The Internet and I
With regard to modern technology, I find that people of around my age by which I mean people in their 70s or over are divided into two camps. There are those who have embraced the digital revolution with embarrassing enthusiasm, knowing much more about it than it is decent to know; and then there are those who, almost as embarrassingly, take pride in knowing nothing about it whatsoever. The former seem determined to show that they are not past it, that they are in tune with the modern world, and, like teenagers, are never parted from their computers, emailing and tweeting as the day is long. The latter claim to see no point in email or any of the social media and talk nostalgically about the days when people used to write each other letters in long hand.
I find that I hover somewhere between these camps. There was a time in the 1980s when I was forced to become acquainted with the Internet, then in its infancy, because I had joined the newborn Independent newspaper as a foreign correspondent and was obliged to file my stories by this electronic system. The Independent was, I think, the first British paper to go fully electronic in its communications, and I earned an undeserved reputation among fuddy-duddy friends still unfamiliar with such things as a thrusting young enthusiast for technological novelty. I would like in theory to have remained on top of developments in this field; but as the years have passed I have fallen further and further behind, so much so that I now understand very little of what’s going on. At some point I registered with both Facebook and Twitter, feeling that this was the sort of thing one ought to do in the modern world, but I don’t know how to use either, and I don’t like receiving emails from Facebook telling me not to forget people’s birthdays or that I have received a kind of message called a “poke”.

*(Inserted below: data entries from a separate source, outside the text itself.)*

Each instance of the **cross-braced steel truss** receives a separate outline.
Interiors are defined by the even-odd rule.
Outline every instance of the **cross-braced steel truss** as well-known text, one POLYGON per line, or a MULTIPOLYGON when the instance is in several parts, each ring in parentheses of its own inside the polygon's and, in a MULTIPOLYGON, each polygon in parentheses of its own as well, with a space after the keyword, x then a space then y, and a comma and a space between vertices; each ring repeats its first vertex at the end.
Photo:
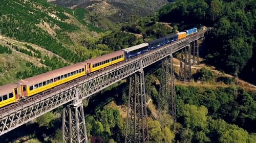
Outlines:
POLYGON ((192 43, 192 50, 193 51, 193 60, 192 65, 199 65, 199 46, 198 45, 198 40, 195 40, 192 43))
POLYGON ((86 99, 204 37, 206 31, 0 108, 0 135, 75 99, 86 99), (77 96, 74 96, 77 94, 77 96))
POLYGON ((191 49, 190 45, 182 49, 179 80, 190 81, 191 49))
POLYGON ((125 142, 149 142, 143 70, 130 79, 125 142))
MULTIPOLYGON (((78 90, 77 90, 77 95, 78 90)), ((74 100, 62 109, 62 142, 87 143, 82 99, 74 100)))
MULTIPOLYGON (((174 87, 174 72, 173 55, 171 54, 162 61, 159 96, 158 103, 158 117, 161 110, 166 111, 173 116, 176 122, 176 105, 174 87), (169 111, 170 109, 170 112, 169 111)), ((166 112, 164 111, 164 112, 166 112)))

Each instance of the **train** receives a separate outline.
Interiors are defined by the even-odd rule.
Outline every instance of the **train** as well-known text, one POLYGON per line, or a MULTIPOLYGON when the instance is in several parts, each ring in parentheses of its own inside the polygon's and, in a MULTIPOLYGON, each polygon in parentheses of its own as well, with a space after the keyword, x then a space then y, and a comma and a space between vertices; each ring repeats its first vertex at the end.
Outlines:
POLYGON ((0 86, 0 108, 112 65, 129 60, 163 45, 183 39, 197 32, 197 28, 194 27, 147 43, 143 43, 22 79, 15 83, 0 86))

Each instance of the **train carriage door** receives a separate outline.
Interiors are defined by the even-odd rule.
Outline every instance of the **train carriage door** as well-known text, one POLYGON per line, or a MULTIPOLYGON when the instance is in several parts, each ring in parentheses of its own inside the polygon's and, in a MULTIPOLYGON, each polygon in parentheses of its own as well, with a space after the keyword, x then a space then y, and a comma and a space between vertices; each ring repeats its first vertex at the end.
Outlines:
POLYGON ((22 85, 22 94, 23 95, 24 97, 26 97, 27 96, 27 85, 22 85))
POLYGON ((15 96, 15 99, 18 99, 19 97, 18 96, 18 88, 15 88, 14 89, 14 95, 15 96))

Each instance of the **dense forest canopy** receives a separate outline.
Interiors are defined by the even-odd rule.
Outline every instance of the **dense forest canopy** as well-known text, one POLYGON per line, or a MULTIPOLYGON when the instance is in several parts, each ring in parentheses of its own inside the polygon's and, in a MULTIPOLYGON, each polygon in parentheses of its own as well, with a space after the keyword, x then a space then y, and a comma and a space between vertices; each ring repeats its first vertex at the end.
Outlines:
POLYGON ((256 67, 256 1, 177 0, 159 13, 162 21, 212 27, 206 39, 209 63, 233 74, 256 67))
MULTIPOLYGON (((5 58, 26 55, 29 59, 37 59, 44 66, 35 66, 35 63, 18 59, 14 62, 19 61, 17 64, 20 66, 10 64, 10 61, 4 65, 0 63, 0 75, 11 73, 10 69, 15 69, 13 67, 24 67, 26 70, 15 70, 12 77, 25 78, 178 31, 193 27, 199 29, 205 25, 213 27, 204 42, 206 44, 204 47, 206 49, 206 63, 234 75, 239 73, 241 77, 244 73, 249 73, 246 75, 256 80, 253 74, 256 68, 255 2, 177 0, 164 6, 158 13, 142 18, 133 15, 125 23, 104 31, 88 23, 94 20, 92 23, 97 25, 100 22, 98 18, 92 18, 95 14, 89 14, 84 9, 68 9, 53 6, 45 0, 2 1, 1 35, 22 44, 0 40, 0 54, 5 58), (5 9, 8 6, 10 8, 5 9), (56 35, 38 26, 42 21, 48 23, 56 35), (82 34, 92 31, 94 35, 92 34, 92 37, 82 34), (71 35, 81 35, 82 38, 72 38, 71 35), (55 54, 48 56, 49 53, 42 52, 35 45, 55 54)), ((147 95, 150 95, 147 102, 151 142, 255 142, 256 129, 252 127, 256 126, 254 90, 247 91, 239 87, 237 94, 234 94, 234 78, 224 76, 224 73, 218 77, 219 75, 204 68, 197 70, 192 75, 194 81, 190 85, 178 84, 175 81, 178 123, 173 123, 168 112, 161 112, 157 120, 154 117, 159 96, 161 70, 154 72, 153 68, 148 68, 144 72, 145 75, 148 71, 151 73, 145 76, 145 91, 147 95), (212 83, 216 84, 211 86, 212 83), (207 85, 204 87, 204 84, 207 85)), ((0 84, 10 82, 9 77, 6 78, 9 80, 4 82, 1 79, 0 84)), ((124 142, 127 83, 124 80, 115 83, 92 97, 88 105, 84 103, 87 104, 86 121, 91 142, 124 142)), ((17 141, 61 142, 62 108, 46 113, 28 123, 28 126, 5 134, 1 137, 5 140, 0 140, 17 142, 14 140, 18 138, 17 141)))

I get frequent emails from people asking to be my “friend” on Facebook, the most recent one being from a remarkable man of 96 and usually, if I know the person involved, I agree to the request, feeling it would be offensive not to. But that’s where our interaction ends. I don’t want to tell people what I’m up to, send them photographs, advertise my birthday, or whatever; and I am woefully lacking in curiosity about their activities, too. I don’t care when their birthdays are, and I greatly dislike the extravagant self-promotion that the social media seem to encourage among their users.

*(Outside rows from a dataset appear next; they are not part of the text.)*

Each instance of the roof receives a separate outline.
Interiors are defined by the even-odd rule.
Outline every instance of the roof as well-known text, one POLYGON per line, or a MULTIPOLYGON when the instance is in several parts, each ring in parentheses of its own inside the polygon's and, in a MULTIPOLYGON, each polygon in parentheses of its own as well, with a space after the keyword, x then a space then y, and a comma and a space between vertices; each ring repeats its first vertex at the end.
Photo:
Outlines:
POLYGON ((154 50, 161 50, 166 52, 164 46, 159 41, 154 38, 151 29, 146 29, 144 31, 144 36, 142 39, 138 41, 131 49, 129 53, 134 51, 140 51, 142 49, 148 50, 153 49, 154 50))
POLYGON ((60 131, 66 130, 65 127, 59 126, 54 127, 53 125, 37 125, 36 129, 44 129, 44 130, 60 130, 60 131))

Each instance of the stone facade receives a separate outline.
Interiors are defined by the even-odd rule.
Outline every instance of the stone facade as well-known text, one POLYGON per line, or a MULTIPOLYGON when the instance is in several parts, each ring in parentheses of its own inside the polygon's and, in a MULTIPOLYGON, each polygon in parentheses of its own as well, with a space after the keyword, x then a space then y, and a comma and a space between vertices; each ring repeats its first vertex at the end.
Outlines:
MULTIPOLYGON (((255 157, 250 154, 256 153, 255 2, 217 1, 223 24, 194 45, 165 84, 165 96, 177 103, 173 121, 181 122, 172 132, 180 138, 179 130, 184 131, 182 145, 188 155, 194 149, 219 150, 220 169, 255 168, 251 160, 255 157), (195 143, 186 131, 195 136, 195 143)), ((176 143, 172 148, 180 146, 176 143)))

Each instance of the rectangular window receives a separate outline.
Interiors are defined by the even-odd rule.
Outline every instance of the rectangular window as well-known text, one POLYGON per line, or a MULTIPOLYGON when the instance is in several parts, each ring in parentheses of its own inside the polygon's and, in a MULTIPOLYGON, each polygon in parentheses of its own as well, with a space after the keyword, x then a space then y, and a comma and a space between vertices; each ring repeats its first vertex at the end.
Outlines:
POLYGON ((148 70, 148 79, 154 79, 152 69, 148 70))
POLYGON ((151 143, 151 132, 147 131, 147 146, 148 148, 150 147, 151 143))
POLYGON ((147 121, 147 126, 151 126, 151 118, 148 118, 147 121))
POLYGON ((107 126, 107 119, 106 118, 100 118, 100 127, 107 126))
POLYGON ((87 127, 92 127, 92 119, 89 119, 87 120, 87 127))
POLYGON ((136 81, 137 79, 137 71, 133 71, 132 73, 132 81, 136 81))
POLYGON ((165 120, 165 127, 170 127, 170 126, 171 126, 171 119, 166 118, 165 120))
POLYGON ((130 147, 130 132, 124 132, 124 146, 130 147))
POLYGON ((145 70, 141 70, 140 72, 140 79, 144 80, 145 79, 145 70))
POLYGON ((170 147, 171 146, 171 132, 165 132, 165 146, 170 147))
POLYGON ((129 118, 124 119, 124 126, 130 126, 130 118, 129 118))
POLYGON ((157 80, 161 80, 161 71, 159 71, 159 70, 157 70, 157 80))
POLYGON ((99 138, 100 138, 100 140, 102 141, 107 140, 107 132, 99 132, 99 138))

However, I am also extremely grateful to the worldwide web for making it possible for me to go on working as a journalist in the Northamptonshire countryside where ducks and chickens are my principal companions. It keeps me in constant touch with the news and enables me to look up any information that may slip my failing memory. The downside is that readers now have the ability to challenge my every statement and shower me with electronic abuse, whereas in the past they were kept in their place and had no means to vent their rage and frustration against journalists other than to get an occasional splenetic letter published in the Daily Telegraph.
One’s urgent requirement at my stage in life is to have a soothing expert at hand to advise one on what one needs to know and what one doesn’t, what electronic appliances would be useful to one and what would not, and how to make them all work usefully together. There is now far too much stuff going on in the world of technology for one even to try to understand it.

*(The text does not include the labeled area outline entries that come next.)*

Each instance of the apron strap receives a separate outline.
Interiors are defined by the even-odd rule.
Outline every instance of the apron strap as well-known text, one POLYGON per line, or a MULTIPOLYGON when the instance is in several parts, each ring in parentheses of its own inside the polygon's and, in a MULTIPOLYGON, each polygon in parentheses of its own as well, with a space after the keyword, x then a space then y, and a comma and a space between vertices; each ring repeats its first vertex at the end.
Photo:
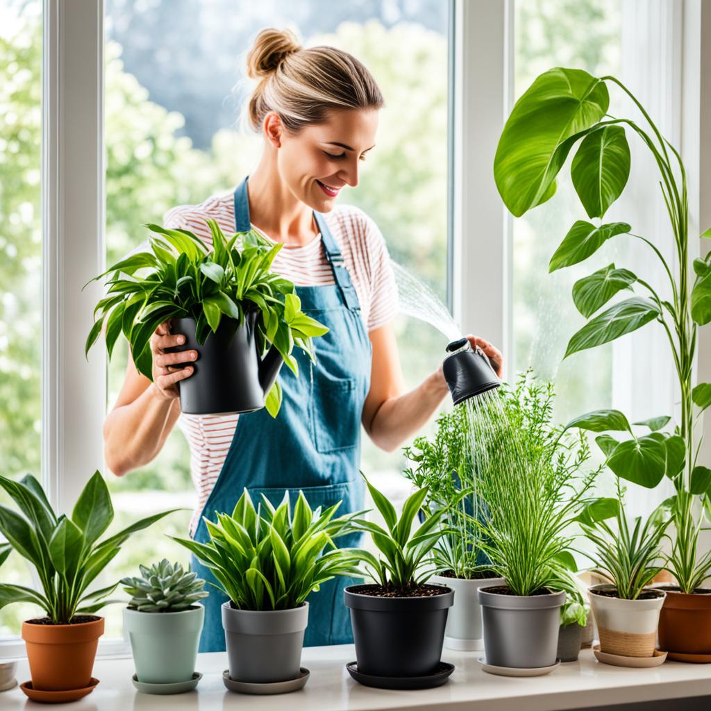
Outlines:
MULTIPOLYGON (((250 201, 247 194, 247 180, 245 178, 235 188, 235 230, 236 232, 249 232, 252 229, 250 220, 250 201)), ((324 244, 326 258, 331 264, 333 274, 333 281, 338 287, 341 301, 350 311, 360 311, 360 302, 353 285, 351 274, 343 263, 343 255, 341 253, 333 235, 328 229, 326 218, 321 213, 314 210, 314 217, 321 230, 321 239, 324 244)))

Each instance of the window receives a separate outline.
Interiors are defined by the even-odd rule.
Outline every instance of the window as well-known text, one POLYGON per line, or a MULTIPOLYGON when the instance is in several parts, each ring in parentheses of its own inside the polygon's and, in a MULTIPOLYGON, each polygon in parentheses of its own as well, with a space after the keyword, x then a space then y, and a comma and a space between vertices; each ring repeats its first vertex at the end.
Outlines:
MULTIPOLYGON (((42 2, 0 2, 0 461, 41 476, 42 2)), ((9 497, 0 493, 0 503, 9 497)), ((31 584, 18 555, 4 580, 31 584)), ((0 610, 0 639, 36 609, 0 610)))
MULTIPOLYGON (((239 111, 250 87, 245 55, 264 27, 291 27, 307 46, 331 44, 354 54, 373 72, 385 97, 378 146, 359 187, 341 200, 378 223, 392 258, 444 300, 447 292, 447 3, 354 2, 334 9, 318 0, 268 6, 227 0, 107 0, 105 144, 107 260, 145 239, 146 222, 169 208, 229 190, 252 169, 260 139, 241 132, 239 111), (176 8, 176 4, 179 7, 176 8), (215 41, 215 38, 229 41, 215 41), (234 90, 232 90, 232 87, 234 90)), ((407 385, 435 370, 444 336, 422 322, 397 321, 407 385)), ((108 405, 124 378, 127 351, 109 365, 108 405)), ((402 456, 364 438, 363 467, 390 475, 397 495, 402 456)), ((177 428, 148 466, 109 476, 117 517, 129 518, 196 502, 189 451, 177 428)), ((400 485, 402 493, 406 490, 400 485)), ((183 534, 190 512, 173 514, 161 533, 183 534)), ((114 577, 139 562, 184 549, 155 530, 129 541, 114 577)), ((120 610, 107 611, 107 633, 120 630, 120 610)))

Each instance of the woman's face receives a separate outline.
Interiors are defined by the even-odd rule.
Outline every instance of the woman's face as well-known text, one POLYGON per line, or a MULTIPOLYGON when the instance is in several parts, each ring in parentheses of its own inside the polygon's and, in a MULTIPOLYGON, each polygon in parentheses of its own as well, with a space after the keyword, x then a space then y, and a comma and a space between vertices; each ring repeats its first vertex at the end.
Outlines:
POLYGON ((317 212, 333 210, 341 190, 358 183, 360 163, 375 144, 378 119, 377 109, 333 109, 323 123, 298 134, 282 131, 277 166, 294 196, 317 212))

A recent article in the New York Times warned that there were now so many rival products on the market that many would become rapidly extinct, and that it was important not to get stuck with one of those. Its advice was to stick with Apple, Google and Amazon for all one’s technological needs; and that, I am glad to see, is what I seem to have done. But just now I am struggling with the instructions for my new “smart” television set, in which there is almost nothing that I can begin to understand.